[PATCH 5.20 v2 2/3] block: add bio_rewind() API

[Date Prev][Date Next][Thread Prev][Thread Next][Date Index][Thread Index]

 



From: Ming Lei <ming.lei@xxxxxxxxxx>

Commit 7759eb23fd98 ("block: remove bio_rewind_iter()") removes
the similar API because the following reasons:

    ```
    It is pointed that bio_rewind_iter() is one very bad API[1]:

    1) bio size may not be restored after rewinding

    2) it causes some bogus change, such as 5151842b9d8732 (block: reset
    bi_iter.bi_done after splitting bio)

    3) rewinding really makes things complicated wrt. bio splitting

    4) unnecessary updating of .bi_done in fast path

    [1] https://marc.info/?t=153549924200005&r=1&w=2

    So this patch takes Kent's suggestion to restore one bio into its original
    state via saving bio iterator(struct bvec_iter) in bio_integrity_prep(),
    given now bio_rewind_iter() is only used by bio integrity code.
    ```

However, saving off a copy of the 32 bytes bio->bi_iter in case rewind
needed isn't efficient because it bloats per-bio-data for what is an
unlikely case. That suggestion also ignores the need to restore
crypto and integrity info.

Add bio_rewind() API for a specific use-case that is much more narrow
than the previous more generic rewind code that was reverted:

1) most bios have a fixed end sector since bio split is done from front
   of the bio, if driver just records how many sectors between current
   bio's start sector and the original bio's end sector, the original
   position can be restored. Keeping the original bio's end sector
   fixed is a _hard_ requirement for this bio_rewind() interface!

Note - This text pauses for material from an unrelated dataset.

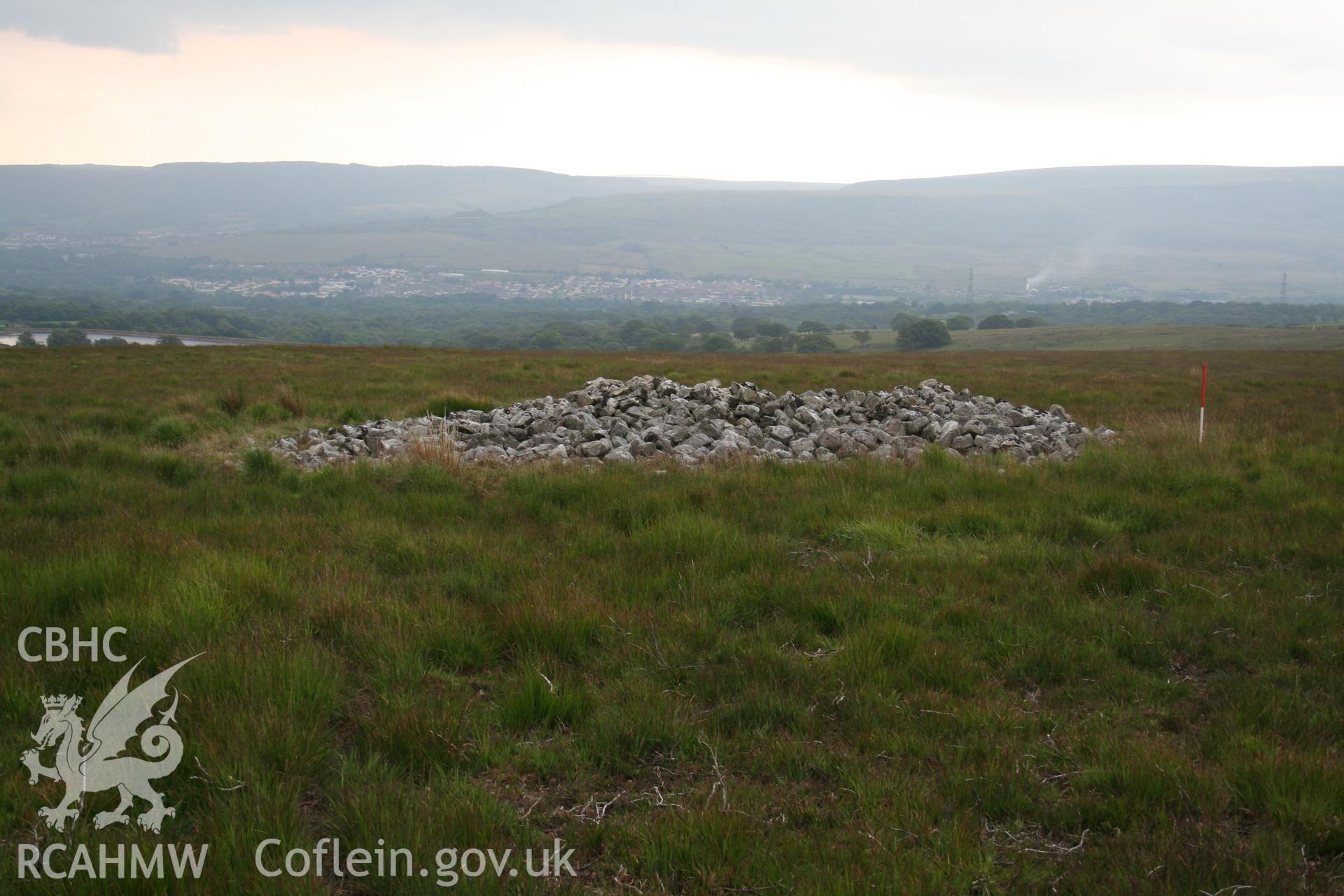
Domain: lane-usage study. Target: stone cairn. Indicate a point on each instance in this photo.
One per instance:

2) if a bio's end sector won't change (usually bio_trim() isn't
   called, or in the case of DM it preserves original bio), user can
   restore original position by the storing sector offset from the
   current ->bi_iter.bi_sector to bio's end sector; together with
   saving bio size, only 8 bytes is needed to restore to original
   bio.

3) DM's requeue use case: when BLK_STS_DM_REQUEUE happens, DM core
   needs to restore to an "original bio" which represents the current
   dm_io to be requeued (which may be a subset of the original bio).
   By storing the sector offset from the original bio's end sector and
   dm_io's size, bio_rewind() can restore such original bio. See
   commit 7dd76d1feec7 ("dm: improve bio splitting and associated IO
   accounting") for more details on how DM does this. Leveraging this,
   allows DM core to shift the need for bio cloning from bio-split
   time (during IO submission) to the less likely BLK_STS_DM_REQUEUE
   handling (after IO completes with that error).

4) Unlike the original rewind API, bio_rewind() doesn't add .bi_done
   to bvec_iter and there is no effect on the fast path.

Implement bio_wind() by factoring out clear helpers that it calls:
bio_integrity_rewind, bio_crypt_rewind and bio_rewind_iter.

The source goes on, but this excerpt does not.